5am Replay
I'm sure you're all familiar with those features in magazines, especially the weekend supplements, the celebrity questionnaire. One such has the question, "What keeps you awake at night?". Well, they certainly haven't interviewed any bridge players because the answer would surely be obvious. It's not that bridge hands wake one up, it's that after that car backfire, those carousing youths or the cat howling disturbs your sleep, your mind starts working and replaying the hands of the night before. And it is seldom the triumphs, it is the disasters:
| NS Vul. Dealer North | ♠ Q1076 | ||
| ♥ AQ5 | |||
| ♦ Q6 | |||
| ♣ J1043 | |||
| ♠ KJ9854 | ♠ 3 | ||
| ♥ 43 | ♥ K72 | ||
| ♦ AKJ8 | ♦ 10542 | ||
| ♣ Q | ♣ 98652 | ||
| ♠ A2 | |||
| ♥ J10986 | |||
| ♦ 973 | |||
| ♣ AK7 | |||
| West | North | East | South | |
| Pass | Pass | 1♥ | ||
| 1♠ | X | Pass | 1NT | |
| 2♠ | 2NT | End |
West decided to have a look at dummy and led a top diamond; that clarified matters and she continued with her other honours and a fourth round to East's ten. On this trick, having not been called upon to make any great decisions so far, I parted with a small club from hand, I had let go one of each black suit from dummy. East could see there was not much future in spades and played a club. I won perforce and saw the queen fall on my left. I next ran the heart knave.

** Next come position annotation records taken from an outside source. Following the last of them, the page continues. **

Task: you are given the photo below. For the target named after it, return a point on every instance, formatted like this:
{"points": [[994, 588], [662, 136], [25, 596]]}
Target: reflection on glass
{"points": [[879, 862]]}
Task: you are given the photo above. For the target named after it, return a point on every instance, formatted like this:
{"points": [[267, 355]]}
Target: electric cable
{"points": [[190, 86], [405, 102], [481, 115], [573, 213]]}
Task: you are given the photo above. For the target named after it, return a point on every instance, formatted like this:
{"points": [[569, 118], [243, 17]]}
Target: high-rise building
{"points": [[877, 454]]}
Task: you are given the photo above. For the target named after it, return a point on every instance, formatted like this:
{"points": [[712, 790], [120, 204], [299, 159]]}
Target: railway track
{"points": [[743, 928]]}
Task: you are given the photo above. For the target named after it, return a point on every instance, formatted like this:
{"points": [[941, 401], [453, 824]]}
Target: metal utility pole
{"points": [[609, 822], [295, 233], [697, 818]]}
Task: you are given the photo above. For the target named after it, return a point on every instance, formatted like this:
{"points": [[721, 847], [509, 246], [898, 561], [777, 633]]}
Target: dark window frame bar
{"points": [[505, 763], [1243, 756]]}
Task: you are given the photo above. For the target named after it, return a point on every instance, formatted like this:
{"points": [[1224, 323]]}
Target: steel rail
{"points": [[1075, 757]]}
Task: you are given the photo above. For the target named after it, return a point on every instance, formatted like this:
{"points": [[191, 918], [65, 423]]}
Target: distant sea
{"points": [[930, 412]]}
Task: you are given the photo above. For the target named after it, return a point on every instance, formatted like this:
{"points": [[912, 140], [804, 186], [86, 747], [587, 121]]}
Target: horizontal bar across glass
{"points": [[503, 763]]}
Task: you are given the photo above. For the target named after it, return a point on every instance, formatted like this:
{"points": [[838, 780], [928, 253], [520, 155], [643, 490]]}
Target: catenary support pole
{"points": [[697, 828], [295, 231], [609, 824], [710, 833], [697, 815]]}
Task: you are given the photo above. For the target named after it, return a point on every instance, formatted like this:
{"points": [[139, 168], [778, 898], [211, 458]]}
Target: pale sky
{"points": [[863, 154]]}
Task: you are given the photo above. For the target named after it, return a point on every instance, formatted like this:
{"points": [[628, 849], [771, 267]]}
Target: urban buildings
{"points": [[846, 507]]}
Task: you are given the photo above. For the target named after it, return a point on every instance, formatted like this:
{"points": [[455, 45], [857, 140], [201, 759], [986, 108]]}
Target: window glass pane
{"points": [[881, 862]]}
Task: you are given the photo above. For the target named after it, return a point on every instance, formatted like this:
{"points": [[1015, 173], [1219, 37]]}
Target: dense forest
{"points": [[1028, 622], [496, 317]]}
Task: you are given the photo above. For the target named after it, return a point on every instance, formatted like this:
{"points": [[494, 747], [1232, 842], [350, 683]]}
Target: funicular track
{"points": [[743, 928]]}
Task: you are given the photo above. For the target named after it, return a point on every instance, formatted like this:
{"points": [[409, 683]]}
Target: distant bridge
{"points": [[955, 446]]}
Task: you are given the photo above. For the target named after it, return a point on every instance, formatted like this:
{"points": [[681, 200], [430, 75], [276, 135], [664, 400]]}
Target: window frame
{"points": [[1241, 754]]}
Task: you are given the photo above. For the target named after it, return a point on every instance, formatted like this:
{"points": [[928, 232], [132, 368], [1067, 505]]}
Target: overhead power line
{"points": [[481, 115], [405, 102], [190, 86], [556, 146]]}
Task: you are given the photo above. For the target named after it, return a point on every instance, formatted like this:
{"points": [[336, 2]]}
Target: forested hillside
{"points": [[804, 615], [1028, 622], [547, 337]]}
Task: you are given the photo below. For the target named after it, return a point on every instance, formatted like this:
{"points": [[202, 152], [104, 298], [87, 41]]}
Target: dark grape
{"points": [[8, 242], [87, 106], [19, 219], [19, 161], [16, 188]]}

It lost, the unhappy position was now:
| ♠ Q107 | |||
| ♥ AQ | |||
| ♦ --- | |||
| ♣ J10 | |||
| ♠ KJ9854 | ♠ 3 | ||
| ♥ 3 | ♥ 72 | ||
| ♦ --- | ♦ --- | ||
| ♣ --- | ♣ 9862 | ||
| ♠ A2 | |||
| ♥ 10986 | |||
| ♦ --- | |||
| ♣ K | |||
East switched accurately to a spade and my goose was cooked: I had the tricks but couldn't get to them. I felt a fool for having blocked the hearts - it's the sort of thing that keeps you awake. But around 5am I realised I wasn't in such good shape. East was clearly more aware of what was going on than I was and, had I played a heart to the queen she would have a counter – she could duck this. By withholding the king and forcing me to play off the heart ace (else I couldn't get heart tricks) she could strand my club winner in dummy, much as above.
Where I had really gone wrong was that careless discard of a small club on the fourth diamond. West was marked with six spades so I didn't need the second spade but I really did need the transportation (or even a finesse) in the club suit. Now I would be OK…
But wait a moment! Going back even further, if West had led her small diamond at trick three to her partner's ten, a spade would finish declarer however the play went. The defence have four diamonds, a heart and use the diamond suit to get West in to cash a spade for the setting trick. Very nice – but I doubt it's keeping them awake.